Apple has emerged from winding negotiations with an iPhone deal in China, but the handset will still face government pitfalls and look-alike competitors in the country.
Local carrier China Unicom said Friday it had reached a three-year iPhone distribution deal with Apple, ending months of rumor about an impending agreement. The carrier will offer the iPhone 3G and iPhone 3GS, with the first handsets going on sale in the fourth quarter.
The deal launches Apple into a huge market where its products already have a following among fashion-conscious urbanites. China has nearly 700 million mobile subscribers, and 141 million of them used China Unicom’s service at the end of July.
Marvin Lo, an analyst at Daiwa Securities, expects about 2 million iPhones sales in China each year through the China Unicom tie-up, not far above the number sold in other countries, he said. Apple currently sells about 30 million iPhones per year worldwide, he said.
China is a big market, but the iPhone faces competition in the country from copycat handsets and from iPhones imported on the gray market, Lo said.
Another mark against the Chinese iPhone is that it will not have Wi-Fi, a function China banned on mobile phones until this year and now allows only on handsets that support a domestic security specification for wireless LANs (local area networks).
Knock-off iPhones, sometimes hard to distinguish from real versions and other times engraved with brand labels like “Aiphone” or “Iphne,”are widely sold in electronics markets in China for around $100. They often share a display case with more expensive unlocked iPhones that have been smuggled into China.

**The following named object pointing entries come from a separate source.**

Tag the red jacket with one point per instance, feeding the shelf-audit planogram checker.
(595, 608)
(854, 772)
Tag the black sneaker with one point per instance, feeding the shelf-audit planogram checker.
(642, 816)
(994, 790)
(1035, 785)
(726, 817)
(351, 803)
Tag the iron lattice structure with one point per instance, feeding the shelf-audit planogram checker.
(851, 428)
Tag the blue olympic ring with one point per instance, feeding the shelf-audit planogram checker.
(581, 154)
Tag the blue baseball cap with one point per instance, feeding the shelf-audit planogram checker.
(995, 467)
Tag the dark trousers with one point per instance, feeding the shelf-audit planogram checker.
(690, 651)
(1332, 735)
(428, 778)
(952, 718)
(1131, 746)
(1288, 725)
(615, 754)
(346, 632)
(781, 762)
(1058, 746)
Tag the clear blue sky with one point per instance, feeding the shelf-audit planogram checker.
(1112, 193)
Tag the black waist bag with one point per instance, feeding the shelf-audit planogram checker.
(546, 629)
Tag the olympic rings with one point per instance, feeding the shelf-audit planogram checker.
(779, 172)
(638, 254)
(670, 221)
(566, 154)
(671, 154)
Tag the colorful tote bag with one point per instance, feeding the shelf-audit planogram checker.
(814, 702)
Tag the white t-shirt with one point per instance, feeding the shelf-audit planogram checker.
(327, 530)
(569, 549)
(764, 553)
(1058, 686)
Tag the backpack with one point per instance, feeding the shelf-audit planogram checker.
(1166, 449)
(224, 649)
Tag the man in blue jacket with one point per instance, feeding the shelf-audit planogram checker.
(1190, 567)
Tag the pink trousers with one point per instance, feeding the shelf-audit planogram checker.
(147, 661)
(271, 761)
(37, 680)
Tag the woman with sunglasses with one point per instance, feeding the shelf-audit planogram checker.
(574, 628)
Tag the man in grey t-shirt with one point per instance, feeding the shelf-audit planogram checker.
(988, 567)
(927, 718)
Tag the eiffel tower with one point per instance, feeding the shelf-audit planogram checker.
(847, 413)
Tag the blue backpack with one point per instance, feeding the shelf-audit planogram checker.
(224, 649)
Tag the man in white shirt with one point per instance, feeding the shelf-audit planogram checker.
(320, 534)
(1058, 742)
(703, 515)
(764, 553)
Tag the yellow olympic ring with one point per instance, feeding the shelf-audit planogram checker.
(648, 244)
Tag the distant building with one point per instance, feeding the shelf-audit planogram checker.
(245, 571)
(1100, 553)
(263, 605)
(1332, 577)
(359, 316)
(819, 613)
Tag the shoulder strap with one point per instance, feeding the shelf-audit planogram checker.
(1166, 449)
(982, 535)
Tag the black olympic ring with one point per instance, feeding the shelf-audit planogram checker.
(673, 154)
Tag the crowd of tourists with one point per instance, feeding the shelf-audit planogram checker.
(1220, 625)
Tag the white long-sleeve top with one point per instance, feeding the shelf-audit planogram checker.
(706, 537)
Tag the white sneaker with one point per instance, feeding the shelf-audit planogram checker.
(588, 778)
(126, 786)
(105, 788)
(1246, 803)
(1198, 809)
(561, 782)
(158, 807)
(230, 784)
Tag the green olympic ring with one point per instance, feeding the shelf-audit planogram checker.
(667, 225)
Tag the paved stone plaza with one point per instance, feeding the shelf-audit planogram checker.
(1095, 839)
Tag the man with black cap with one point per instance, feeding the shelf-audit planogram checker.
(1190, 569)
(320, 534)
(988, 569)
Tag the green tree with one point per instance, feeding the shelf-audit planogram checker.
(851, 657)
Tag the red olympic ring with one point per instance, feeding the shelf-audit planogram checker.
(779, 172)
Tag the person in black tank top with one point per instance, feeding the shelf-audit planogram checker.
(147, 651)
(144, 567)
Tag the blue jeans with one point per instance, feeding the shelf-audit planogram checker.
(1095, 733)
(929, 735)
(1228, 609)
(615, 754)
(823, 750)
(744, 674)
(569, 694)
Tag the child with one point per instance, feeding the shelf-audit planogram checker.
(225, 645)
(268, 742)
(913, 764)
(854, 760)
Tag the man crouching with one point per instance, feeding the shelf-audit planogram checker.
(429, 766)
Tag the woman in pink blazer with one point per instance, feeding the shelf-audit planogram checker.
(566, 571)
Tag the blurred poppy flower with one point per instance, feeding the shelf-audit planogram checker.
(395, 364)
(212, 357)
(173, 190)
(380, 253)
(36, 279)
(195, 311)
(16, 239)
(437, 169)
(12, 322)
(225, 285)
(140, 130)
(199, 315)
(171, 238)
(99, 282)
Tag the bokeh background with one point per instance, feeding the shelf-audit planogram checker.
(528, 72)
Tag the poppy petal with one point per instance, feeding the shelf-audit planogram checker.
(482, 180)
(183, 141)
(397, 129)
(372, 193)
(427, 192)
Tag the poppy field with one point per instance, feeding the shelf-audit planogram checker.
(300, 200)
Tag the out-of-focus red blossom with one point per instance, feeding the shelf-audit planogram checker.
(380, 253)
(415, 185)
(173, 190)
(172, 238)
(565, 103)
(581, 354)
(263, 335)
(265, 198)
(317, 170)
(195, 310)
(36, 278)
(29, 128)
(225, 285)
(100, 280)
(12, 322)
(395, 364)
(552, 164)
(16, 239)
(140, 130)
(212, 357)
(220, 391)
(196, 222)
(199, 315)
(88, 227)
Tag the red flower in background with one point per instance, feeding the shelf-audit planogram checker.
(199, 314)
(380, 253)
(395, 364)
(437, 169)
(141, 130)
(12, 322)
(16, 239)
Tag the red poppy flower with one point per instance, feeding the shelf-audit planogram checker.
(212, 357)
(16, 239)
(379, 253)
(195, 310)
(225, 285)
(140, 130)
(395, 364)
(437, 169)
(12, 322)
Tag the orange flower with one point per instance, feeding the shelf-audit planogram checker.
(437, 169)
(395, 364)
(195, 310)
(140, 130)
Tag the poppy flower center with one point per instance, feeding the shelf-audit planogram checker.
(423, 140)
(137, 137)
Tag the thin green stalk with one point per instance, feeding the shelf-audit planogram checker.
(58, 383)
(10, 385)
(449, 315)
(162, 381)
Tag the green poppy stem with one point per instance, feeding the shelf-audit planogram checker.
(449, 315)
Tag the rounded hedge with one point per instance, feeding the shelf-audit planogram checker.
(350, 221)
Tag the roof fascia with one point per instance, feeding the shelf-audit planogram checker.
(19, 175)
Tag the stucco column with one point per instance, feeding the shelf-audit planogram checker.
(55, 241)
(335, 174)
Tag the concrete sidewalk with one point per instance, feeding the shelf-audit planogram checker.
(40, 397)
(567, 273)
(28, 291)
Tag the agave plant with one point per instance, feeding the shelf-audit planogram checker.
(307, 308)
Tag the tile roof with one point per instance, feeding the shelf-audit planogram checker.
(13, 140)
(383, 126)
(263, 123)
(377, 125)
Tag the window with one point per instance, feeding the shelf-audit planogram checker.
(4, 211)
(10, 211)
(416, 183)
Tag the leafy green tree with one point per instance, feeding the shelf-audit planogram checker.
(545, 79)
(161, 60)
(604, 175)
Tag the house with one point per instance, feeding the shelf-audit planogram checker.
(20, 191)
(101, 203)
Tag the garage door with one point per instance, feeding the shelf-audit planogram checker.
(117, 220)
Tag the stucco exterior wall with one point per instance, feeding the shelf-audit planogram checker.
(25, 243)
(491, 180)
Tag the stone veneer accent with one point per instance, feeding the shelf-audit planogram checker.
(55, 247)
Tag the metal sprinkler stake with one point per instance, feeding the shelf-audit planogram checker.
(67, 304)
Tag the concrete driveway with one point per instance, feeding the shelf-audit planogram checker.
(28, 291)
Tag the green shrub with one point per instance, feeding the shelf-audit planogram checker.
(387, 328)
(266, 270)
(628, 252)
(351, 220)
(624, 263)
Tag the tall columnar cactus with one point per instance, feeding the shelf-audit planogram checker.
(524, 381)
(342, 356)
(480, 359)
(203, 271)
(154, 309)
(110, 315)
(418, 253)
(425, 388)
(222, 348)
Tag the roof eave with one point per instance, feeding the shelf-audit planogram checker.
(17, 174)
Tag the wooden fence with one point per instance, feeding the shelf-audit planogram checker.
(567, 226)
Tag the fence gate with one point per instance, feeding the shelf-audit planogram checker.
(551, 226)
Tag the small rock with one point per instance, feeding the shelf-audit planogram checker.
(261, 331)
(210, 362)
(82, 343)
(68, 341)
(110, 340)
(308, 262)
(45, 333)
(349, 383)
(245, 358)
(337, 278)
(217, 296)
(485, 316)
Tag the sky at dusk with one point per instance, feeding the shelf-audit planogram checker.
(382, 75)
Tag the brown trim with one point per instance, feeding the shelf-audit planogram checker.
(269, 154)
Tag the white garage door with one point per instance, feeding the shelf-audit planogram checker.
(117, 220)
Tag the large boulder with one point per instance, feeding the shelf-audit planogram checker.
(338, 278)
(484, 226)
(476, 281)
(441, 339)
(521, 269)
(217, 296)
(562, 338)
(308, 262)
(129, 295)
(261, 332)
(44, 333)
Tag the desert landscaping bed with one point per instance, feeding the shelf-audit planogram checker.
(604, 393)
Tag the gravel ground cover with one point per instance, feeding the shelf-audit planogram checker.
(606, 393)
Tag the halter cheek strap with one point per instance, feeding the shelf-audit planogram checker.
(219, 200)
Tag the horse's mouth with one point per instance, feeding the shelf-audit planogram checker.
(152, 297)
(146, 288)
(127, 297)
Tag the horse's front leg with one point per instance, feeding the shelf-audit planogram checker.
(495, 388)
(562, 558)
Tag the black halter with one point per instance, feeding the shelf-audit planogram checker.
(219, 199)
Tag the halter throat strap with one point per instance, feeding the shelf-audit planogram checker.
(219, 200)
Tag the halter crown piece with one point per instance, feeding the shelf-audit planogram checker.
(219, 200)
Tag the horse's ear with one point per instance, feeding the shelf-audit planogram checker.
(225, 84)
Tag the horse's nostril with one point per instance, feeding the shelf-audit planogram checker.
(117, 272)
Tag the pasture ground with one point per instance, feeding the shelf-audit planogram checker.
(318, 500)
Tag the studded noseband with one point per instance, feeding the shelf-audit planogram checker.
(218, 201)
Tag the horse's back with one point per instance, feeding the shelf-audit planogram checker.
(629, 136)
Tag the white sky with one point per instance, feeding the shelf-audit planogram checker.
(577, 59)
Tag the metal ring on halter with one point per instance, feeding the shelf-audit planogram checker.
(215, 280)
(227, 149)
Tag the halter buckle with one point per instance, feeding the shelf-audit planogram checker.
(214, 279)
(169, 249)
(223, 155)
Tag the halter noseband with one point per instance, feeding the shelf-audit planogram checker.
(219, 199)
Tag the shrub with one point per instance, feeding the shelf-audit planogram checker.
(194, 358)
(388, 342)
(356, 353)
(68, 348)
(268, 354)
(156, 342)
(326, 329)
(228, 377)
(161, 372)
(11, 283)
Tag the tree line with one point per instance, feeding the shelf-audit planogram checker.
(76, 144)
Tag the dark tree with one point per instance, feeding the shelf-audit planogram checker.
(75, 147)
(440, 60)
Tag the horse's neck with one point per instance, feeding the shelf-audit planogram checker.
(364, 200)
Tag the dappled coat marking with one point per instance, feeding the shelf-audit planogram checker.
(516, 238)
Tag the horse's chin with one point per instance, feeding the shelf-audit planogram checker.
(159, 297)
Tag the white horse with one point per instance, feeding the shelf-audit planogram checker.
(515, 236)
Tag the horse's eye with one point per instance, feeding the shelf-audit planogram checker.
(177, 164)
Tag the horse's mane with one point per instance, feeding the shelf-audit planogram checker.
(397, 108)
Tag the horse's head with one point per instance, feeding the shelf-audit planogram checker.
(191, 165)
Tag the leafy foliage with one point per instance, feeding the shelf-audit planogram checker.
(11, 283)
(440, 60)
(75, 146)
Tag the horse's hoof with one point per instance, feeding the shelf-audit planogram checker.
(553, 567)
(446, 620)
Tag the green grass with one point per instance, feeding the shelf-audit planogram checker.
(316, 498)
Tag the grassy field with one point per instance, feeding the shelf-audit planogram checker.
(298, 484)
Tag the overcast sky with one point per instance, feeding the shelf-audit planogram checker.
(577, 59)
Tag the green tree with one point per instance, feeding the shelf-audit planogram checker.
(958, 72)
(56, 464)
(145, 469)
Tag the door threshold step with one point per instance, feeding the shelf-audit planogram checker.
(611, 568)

Smuggled iPhones and others bought by Chinese travelers abroad are already popular in the county. There are currently about 1 million iPhones in China, consultancy Ovum estimates.
The iPhone will also have to compete against “Ophones,” handsets from local carrier China Mobile with a similar interface. China Mobile on Monday showed off Ophones from companies including Dell, Lenovo Mobile and Dopod, which sells phones from High Tech Computer (HTC) in China. A sign by the Dell device said it was a prototype, but the Dopod phone, a version of the HTC Magic, is already on sale in China and other Ophones will go on sale soon.
China Mobile’s newly launched mobile application store, for platforms including the Ophone, will help its handsets compete against the iPhone and its App Store, said Lo. IPhones will sell better than Ophones at first, but localized applications for Ophones could boost them in the future, he said.
But local media has reporting the App Store may not be pre-installed at all on iPhones from China Unicom, which like its rival carriers is state-owned.
China Unicom may be concerned that the App Store could draw users away from the carrier’s own value-added services, said Liu Ning, an analyst at telecom research company BDA in Beijing.
Billing could be another obstacle for the App Store in China, said Liu. Apple would need a government license to accept download payments through China Unicom, though it could still accept online payments for downloads through its U.S.-based system, he said.
“There are still a lot of people who are waiting for the legal iPhone,” Liu said. An official iPhone would have fewer technical problems than the cracked versions now sold in China, he said.
China Unicom reportedly will buy its iPhones directly from Apple and forgo any revenue sharing on them. Lo of Daiwa expects the price of iPhones in China to be around 1,250 to 1,500 yuan (US$183 to $220) after subsidies from China Unicom.
Apple confirmed the China Unicom deal but declined to comment further. A China Unicom spokeswoman declined to give details on the deal.